Lors du récent symposium des banques centrales à Jackson Hole, le président de la Réserve fédérale, Jerome Powell, a délivré un message très attendu sur les taux d’intérêt : « Le temps est venu pour la politique monétaire de s’ajuster. » Il a pratiquement confirmé que la Fed réduirait ses taux d’au moins un quart de point lors de la prochaine réunion de ses dirigeants, ce mois-ci.
Une baisse modeste est logique. L’inflation reste légèrement supérieure à l’objectif mais continue de baisser – et grâce à un marché du travail plus calme, un taux directeur plus bas suffirait à maintenir une légère pression à la baisse sur les prix. Cela dit, l’un des points évoqués par Powell dans son discours mérite d’être souligné. Au cours des prochains mois, la plus grande erreur que la banque centrale pourrait commettre serait de laisser penser aux investisseurs que son attention se détourne de l’inflation.
La Fed a un double mandat – stabilité des prix et plein emploi – et doit maintenir une pondération égale sur les deux. Comme l’a dit Powell, le risque de hausse de l’inflation a diminué et le risque de baisse de l’emploi a augmenté. Cela impose un ajustement de la politique, mais cela ne doit pas être interprété comme une priorité excessive accordée à l’emploi par rapport à l’inflation. Un changement dans l’équilibre des risques n’est pas la même chose qu’un changement dans l’importance accordée à chaque objectif.
Il ne s’agit pas d’une simple distinction sémantique. Le discours de Powell a attiré l’attention sur les enjeux qui se posent si la Fed est soupçonnée de ne pas tenir compte de son objectif d’inflation.
Il a demandé : « Comment la Fed a-t-elle réussi à contenir l’inflation sans faire couler l’économie ? » Sa principale réponse a été qu’en resserrant sa politique de manière décisive (bien que tardive) au printemps 2022, la banque centrale a affirmé son engagement envers un objectif d’inflation de 2 %, ce qui, à son tour, a maintenu les attentes ancrées. En conséquence, la mesure préférée de l’inflation sous-jacente de la banque centrale s’est établie à 2,6 % en juin, en baisse par rapport à son pic de 5,6 % en 2022, sans (pour l’instant) augmentation substantielle du chômage, et encore moins une véritable récession.
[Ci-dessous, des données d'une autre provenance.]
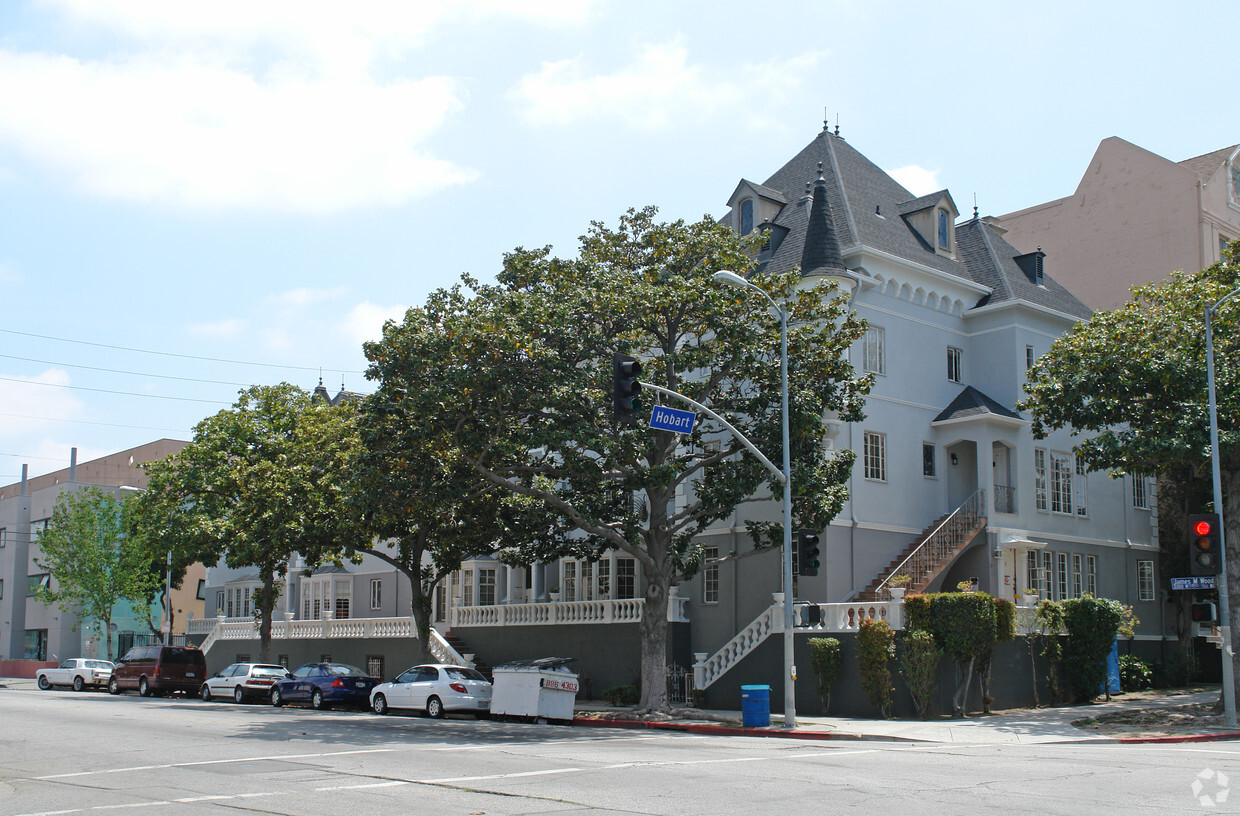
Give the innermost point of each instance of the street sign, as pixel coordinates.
(673, 419)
Si la Fed avait laissé les attentes augmenter, une récession aurait très bien pu être nécessaire pour maîtriser les prix.
La gestion de ces attentes est rendue plus difficile par l’appétit des investisseurs et des analystes pour les tournants majeurs, c’est-à-dire pour les ajustements de politique monétaire qui se traduisent par des changements d’un régime à un autre, plutôt que par une approche unique et cohérente. Les banques centrales, soucieuses de ne pas surprendre les investisseurs, aggravent parfois ce problème en suggérant qu’un changement de taux d’intérêt les engage à procéder à de nouveaux changements au cours de l’année suivante ou plus. Cela explique en partie pourquoi la Fed a choisi de ne pas relever ses taux au second semestre 2021, et peut-être pourquoi elle a décidé de ne pas les abaisser lors de sa réunion du mois dernier.
Il y a beaucoup à dire sur la nécessité de modifier plus facilement les taux en réponse à de nouvelles données tout en évitant les promesses, réelles ou imaginaires, sur ce qui se passera plus tard. L’engagement doit être envers les objectifs de la banque centrale, et non envers un calendrier de politique future. Dernièrement, Powell et ses collègues ont pris un virage dans cette direction, en accordant moins d’importance aux « orientations prospectives » et davantage à la « dépendance aux données » au service du double mandat. C’est une sage décision. Lors de sa prochaine révision de la stratégie monétaire et de la communication, qui est sur le point de commencer, la Fed devrait aller plus loin dans cette réflexion.
Dans l’état actuel des choses, une légère baisse des taux d’intérêt est justifiée. On peut attendre les nouvelles données sur les prix et l’emploi qui seront publiées d’ici la réunion de ce mois pour savoir si les taux baissent, augmentent ou restent inchangés.